Brothers In Code

...a serious misallocation of .net resources

WCF Self-Hosted Read Herring - '...but there is no http base address'

I'd guess that most people who have delt with WCF have probably ran into the following error:

Service cannot be started. System.InvalidOperationException: The HttpGetEnabled property of ServiceMetadataBehavior is set to true and the HttpGetUrl property is a relative address, but there is no http base address.  Either supply an http base address or set HttpGetUrl to an absolute address.

The fix is spelled out pretty clearly in the error.  But today I ran into this error, despite having baseAddress set in my config.  Setting HttpGetEnabled to false allowed the service to start, but I had a service from another project that was configured with it set to true and it worked just fine.  After mucking with the config trying to get it to work, I started thinking outside the box and realized I should check to see if the service is actually running properly when it did start.  To my surprise I could not connect to my simple "hello world" service, and a quick "netstat -an" command showed that nothing was listening on the configured port.  That finally pushed me beyond the config and I started looking at other areas.

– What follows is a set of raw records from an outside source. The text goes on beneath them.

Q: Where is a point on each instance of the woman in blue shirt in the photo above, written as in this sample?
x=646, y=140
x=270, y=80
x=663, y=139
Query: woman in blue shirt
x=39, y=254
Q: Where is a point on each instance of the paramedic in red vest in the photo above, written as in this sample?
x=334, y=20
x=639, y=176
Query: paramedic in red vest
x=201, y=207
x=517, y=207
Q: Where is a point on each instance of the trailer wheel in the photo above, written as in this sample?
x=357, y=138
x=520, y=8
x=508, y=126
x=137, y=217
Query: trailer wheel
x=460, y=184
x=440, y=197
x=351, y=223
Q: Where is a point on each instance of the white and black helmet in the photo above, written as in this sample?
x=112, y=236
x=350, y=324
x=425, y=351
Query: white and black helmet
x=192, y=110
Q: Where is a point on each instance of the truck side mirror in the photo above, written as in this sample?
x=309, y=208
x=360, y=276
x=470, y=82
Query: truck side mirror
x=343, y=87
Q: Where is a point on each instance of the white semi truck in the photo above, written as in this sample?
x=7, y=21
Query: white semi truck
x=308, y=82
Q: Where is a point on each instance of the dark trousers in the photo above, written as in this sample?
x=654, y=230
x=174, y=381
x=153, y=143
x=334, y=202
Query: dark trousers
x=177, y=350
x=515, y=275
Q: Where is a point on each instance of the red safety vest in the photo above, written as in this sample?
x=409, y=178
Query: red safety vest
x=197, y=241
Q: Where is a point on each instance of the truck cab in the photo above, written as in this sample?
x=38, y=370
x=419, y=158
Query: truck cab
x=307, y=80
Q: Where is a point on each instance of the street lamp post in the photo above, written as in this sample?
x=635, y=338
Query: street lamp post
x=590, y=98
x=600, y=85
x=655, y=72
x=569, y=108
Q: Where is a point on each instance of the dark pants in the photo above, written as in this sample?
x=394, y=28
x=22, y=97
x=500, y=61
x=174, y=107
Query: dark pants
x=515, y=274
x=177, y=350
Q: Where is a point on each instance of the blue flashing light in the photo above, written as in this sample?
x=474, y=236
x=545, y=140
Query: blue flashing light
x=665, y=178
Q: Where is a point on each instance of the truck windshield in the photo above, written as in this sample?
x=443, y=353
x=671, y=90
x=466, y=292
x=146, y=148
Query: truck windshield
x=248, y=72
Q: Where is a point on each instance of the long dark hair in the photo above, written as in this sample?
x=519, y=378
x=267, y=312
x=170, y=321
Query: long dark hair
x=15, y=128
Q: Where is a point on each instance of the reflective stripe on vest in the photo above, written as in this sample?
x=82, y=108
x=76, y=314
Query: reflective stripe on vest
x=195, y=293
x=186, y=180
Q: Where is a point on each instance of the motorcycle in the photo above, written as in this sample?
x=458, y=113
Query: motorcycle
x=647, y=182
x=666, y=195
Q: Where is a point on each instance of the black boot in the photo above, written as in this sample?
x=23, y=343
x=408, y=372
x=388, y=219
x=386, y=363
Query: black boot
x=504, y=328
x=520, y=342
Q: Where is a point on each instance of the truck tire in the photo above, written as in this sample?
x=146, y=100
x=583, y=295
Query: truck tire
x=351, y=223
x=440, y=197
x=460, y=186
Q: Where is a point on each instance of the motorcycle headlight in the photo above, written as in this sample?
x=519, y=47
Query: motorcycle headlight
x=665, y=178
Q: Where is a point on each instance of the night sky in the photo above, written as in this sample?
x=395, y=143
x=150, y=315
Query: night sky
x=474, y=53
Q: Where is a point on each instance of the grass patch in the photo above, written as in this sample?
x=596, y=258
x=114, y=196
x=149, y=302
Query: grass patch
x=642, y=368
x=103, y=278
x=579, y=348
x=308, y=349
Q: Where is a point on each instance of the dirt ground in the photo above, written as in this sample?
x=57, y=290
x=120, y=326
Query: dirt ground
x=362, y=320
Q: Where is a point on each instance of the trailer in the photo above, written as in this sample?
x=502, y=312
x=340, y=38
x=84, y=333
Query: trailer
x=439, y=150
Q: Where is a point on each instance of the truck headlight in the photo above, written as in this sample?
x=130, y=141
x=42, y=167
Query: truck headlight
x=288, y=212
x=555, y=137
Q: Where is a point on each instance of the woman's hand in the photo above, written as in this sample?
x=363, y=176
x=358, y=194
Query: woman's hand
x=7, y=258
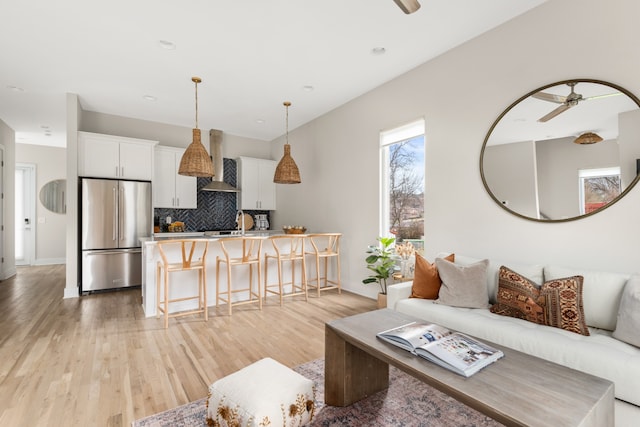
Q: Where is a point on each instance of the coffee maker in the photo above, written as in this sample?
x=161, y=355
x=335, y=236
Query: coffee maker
x=262, y=223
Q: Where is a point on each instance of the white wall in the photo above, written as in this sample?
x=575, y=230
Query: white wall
x=510, y=173
x=50, y=164
x=460, y=94
x=7, y=145
x=170, y=135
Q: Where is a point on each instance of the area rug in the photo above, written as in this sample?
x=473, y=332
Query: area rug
x=407, y=402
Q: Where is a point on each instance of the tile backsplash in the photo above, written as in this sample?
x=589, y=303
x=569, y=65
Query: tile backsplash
x=216, y=210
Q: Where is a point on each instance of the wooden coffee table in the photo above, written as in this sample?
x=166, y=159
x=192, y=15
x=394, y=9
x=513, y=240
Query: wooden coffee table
x=517, y=390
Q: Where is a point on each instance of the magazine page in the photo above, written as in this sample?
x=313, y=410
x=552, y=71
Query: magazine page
x=414, y=335
x=462, y=352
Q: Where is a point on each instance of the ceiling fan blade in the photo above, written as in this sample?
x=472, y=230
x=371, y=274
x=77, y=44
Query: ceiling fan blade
x=558, y=99
x=551, y=115
x=606, y=95
x=408, y=6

Finally I took a look at my windows service class (named WCFHostSvc) and noticed this line in my OnStart method:


serviceHost = new System.ServiceModel.ServiceHost(typeof(WCFHostSvc));

I realized I made a dumb mistake and passed in the windows service type rather than the WCF service type.  So the line should have been:


serviceHost = new System.ServiceModel.ServiceHost(typeof(MainWCFService));

Like I said, I made a dumb mistake.  Still, the error handling from the framework could have been a lot better here.  Rather than starting up as if nothing was wrong, why can't the ServiceHost constructor check the class and make sure it has at least one method to call?  Or better yet, check the type against the configured contract in the service configuration?